Already, the action in surrounding villages leading to Mosul is intensifying. U.S. command and control in Irbil are sitting by and watching, assessing the situation. It’s possible this fight could require more of the West. If so, the dilemma is that any Western ground presence might be intertwined with Iranian and Hezbollah forces. We aren’t likely to see a no-fly zone in Syria, or any real action against Assad until ISIL isn’t a primary figure in this quagmire. Under the reality, we can’t fight two parallel wars where actors cross over in the same space. It’s already difficult to delineate a difference in the two efforts.
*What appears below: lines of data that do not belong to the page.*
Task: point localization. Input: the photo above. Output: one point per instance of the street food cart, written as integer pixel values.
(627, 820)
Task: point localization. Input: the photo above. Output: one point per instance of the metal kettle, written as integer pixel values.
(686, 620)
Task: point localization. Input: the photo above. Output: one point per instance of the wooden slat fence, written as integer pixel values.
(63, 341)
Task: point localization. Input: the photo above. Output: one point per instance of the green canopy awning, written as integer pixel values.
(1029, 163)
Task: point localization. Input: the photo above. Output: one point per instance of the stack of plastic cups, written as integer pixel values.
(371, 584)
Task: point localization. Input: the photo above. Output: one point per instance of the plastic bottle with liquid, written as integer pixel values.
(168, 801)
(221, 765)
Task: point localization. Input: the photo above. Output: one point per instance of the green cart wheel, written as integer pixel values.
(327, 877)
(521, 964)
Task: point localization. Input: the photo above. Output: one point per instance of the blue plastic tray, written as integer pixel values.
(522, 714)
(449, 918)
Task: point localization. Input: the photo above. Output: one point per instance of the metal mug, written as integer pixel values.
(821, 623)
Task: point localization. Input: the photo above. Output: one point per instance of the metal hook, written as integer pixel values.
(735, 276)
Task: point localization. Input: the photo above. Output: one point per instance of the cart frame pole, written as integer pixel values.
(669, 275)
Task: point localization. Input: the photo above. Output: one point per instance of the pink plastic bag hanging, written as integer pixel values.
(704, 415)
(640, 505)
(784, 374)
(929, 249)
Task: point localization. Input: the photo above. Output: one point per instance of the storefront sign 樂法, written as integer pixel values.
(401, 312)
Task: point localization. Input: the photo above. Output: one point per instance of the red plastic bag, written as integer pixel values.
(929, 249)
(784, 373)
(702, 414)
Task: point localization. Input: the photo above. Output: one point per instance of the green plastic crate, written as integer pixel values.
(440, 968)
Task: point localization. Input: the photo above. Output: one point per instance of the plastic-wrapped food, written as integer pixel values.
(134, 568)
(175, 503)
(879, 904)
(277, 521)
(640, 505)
The next administration’s foreign policy wonks and existing military brass are probably hopeful that ISIL will be significantly downgraded by next year. That way whoever is next can deal with the short-term relief of whatever a safe zone looks like – and however they choose to deal with Assad. But, there’s no doubt the wheels are moving – towards a larger more final anti-Assad game plan. It looks increasingly like it means American SOF on the ground, probably with Western coalition partners. The debate will be with Russia – over who is and is not a terrorist as their primary battle is an existential one to combat terror. As ours is – but we’ve gotten lost in the humanitarian and principle-based standoff with Assad. Mosul falling is critical for the Iraqis – who we do owe some solidarity. They’ve undergone a devastating war and unlike our efforts in Syria – we can’t walk away from them if we chose.